8. Effets relativistes
La chimie quantique calcule les propriétés moléculaires par résolution de l'équation de Schrödinger (cf. atome). Mais, lorsqu'il s'agit d'atomes lourds, des conséquences de la théorie de la relativité entrent en ligne de compte. Il convient dès lors de chercher des solutions à l'équation de Dirac (cf. antimatière) plutôt qu'à celle de Schrödinger. On sait que la masse d'une particule augmente avec la vitesse dont elle est animée, tendant vers une masse infinie à la vitesse de la lumière. Dans les atomes, les électrons internes sont animés des vitesses les plus grandes, qui peuvent atteindre 60 p. 100 de la vitesse de la lumière. D'où d'importants termes correctifs d'origine relativiste. Les conséquences observables sont multiples : alors que pour l'argent, la contribution relativiste est de peu d'importance, elle devient cruciale pour la chimie de l'or ; c'est pourquoi ce dernier diffère tellement de l'argent, tant par sa couleur jaune que par son inaltérabilité de métal noble. C'est aussi la raison pour laquelle le mercure est un liquide à température ambiante.

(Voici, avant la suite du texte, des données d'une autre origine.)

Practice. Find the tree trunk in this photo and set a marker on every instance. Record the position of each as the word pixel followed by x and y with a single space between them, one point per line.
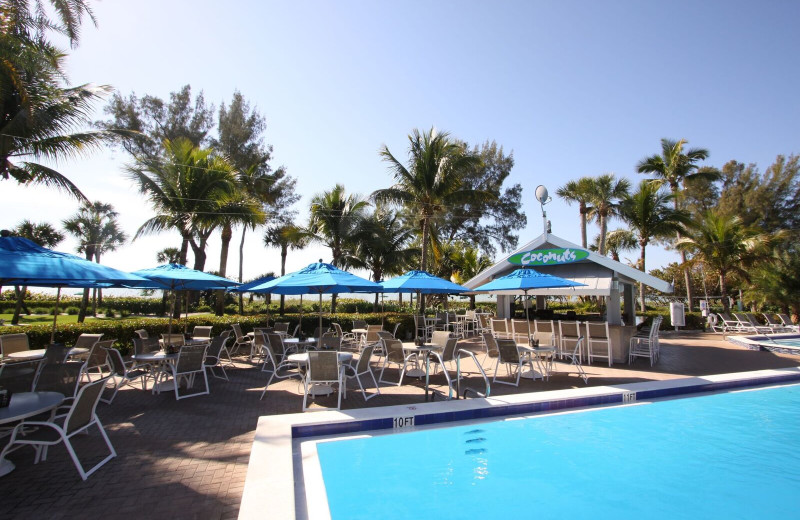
pixel 227 235
pixel 241 269
pixel 84 306
pixel 603 226
pixel 85 299
pixel 423 262
pixel 582 211
pixel 641 285
pixel 284 252
pixel 335 261
pixel 723 291
pixel 183 258
pixel 20 303
pixel 687 277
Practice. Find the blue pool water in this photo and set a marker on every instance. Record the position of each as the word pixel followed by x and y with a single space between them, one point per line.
pixel 733 455
pixel 789 342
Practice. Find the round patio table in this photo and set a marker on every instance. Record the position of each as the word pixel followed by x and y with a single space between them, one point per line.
pixel 33 355
pixel 22 406
pixel 319 389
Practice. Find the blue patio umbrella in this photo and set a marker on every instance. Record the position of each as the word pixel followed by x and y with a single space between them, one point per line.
pixel 23 262
pixel 177 277
pixel 319 278
pixel 423 282
pixel 248 287
pixel 525 279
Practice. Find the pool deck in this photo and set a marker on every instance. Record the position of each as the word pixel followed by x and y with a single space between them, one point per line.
pixel 188 459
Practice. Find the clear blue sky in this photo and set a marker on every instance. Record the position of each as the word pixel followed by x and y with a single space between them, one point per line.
pixel 572 88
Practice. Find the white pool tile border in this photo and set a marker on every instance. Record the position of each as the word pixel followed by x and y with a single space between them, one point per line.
pixel 269 490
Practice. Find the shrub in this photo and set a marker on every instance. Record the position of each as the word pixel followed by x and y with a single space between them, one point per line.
pixel 694 320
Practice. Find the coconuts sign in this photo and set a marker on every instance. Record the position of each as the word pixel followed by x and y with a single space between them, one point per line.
pixel 548 257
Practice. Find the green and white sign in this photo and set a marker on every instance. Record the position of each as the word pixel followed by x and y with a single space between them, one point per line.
pixel 548 257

Dans le cas de l'iode, et des calculs quantiques sur les molécules comportant des atomes d'iode, ces effets relativistes sont eux aussi importants. Les molécules diatomiques ayant un atome d'iode ont des liaisons affaiblies par ces effets, plus longues et avec des énergies de dissociation moindres. Le moment dipolaire électrique en est accru de 10 à 20 p. 100.